This book weaves together the stories of half a dozen North Koreans who eventually defected to South Korea, where Demick interviewed them. An early chapter features a photograph of both Koreas at night; Seoul is a big blob of light; the rest of South Korea has scattered lights throughout; North Korea is dark. And Demick shows, again and again, just how dark it is--both opaque to visitors (who are barely allowed, and kept to carefully manicured bits of the major city, Pyongyang) and having a very dark future. The stories of starvation are what stay with me--the parents feeding their children on ground-up bark and weeds; people eating dogs; people digging through nightsoil to find undigested pieces of rice, after aid from the former USSR vanishes.
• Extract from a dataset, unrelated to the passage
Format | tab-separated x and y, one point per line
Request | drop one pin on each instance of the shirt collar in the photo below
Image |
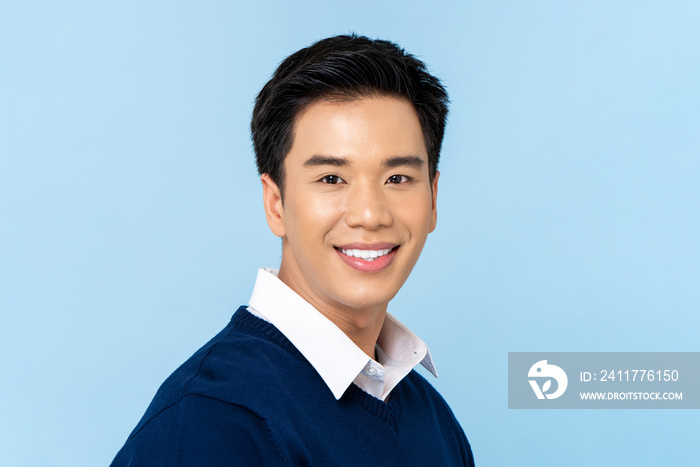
329	350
One of the most curious stories was the thwarted love story between Mi-Ran and Jun-sang, who kept their forbidden relationship secret for nine years ... and then idealized it for half a dozen after Mi-Ran left. But Demick doesn't make the mistake of suggesting that as soon as these defectors moved to South Korea, everything came up roses. She explores quite frankly the difficulty of assimilation and how learned personality traits in North Korea did not translate so well south of the border.
There's black humor throughout. My favorite bits are some of the math questions in the North Korean textbooks (p. 120):
Eight boys and nine girls are singing anthems in praise of Kim Il-sung. How many children are singing in total?
A girl is acting as a messenger to our patriotic troops during the war against the Japanese occupation. She carries messages in a basket containing five apples, but is stopped by a Japanese soldier at a checkpoint. He steals two of her apples. How may are left?
Three soldiers from the Korean People's Army killed thirty American soldiers. How many American soldiers were killed by each of them if they all killed an equal number of soldiers?
And a favorite song:
"Our enemies are the American bastards
Who are trying to take over our beautiful fatherland.
with guns that I make with my own hands.
I will shot them. Bang, bang, bang."
My one gripe is that it feels to me as though at times Demick plays fast and loose with her translations--the sentences feel too close to contemporary American slang. I found myself wondering, Really? Did that sixty-year-old grandmother really say that? But the book is interesting, especially as I knew very little about North Korea.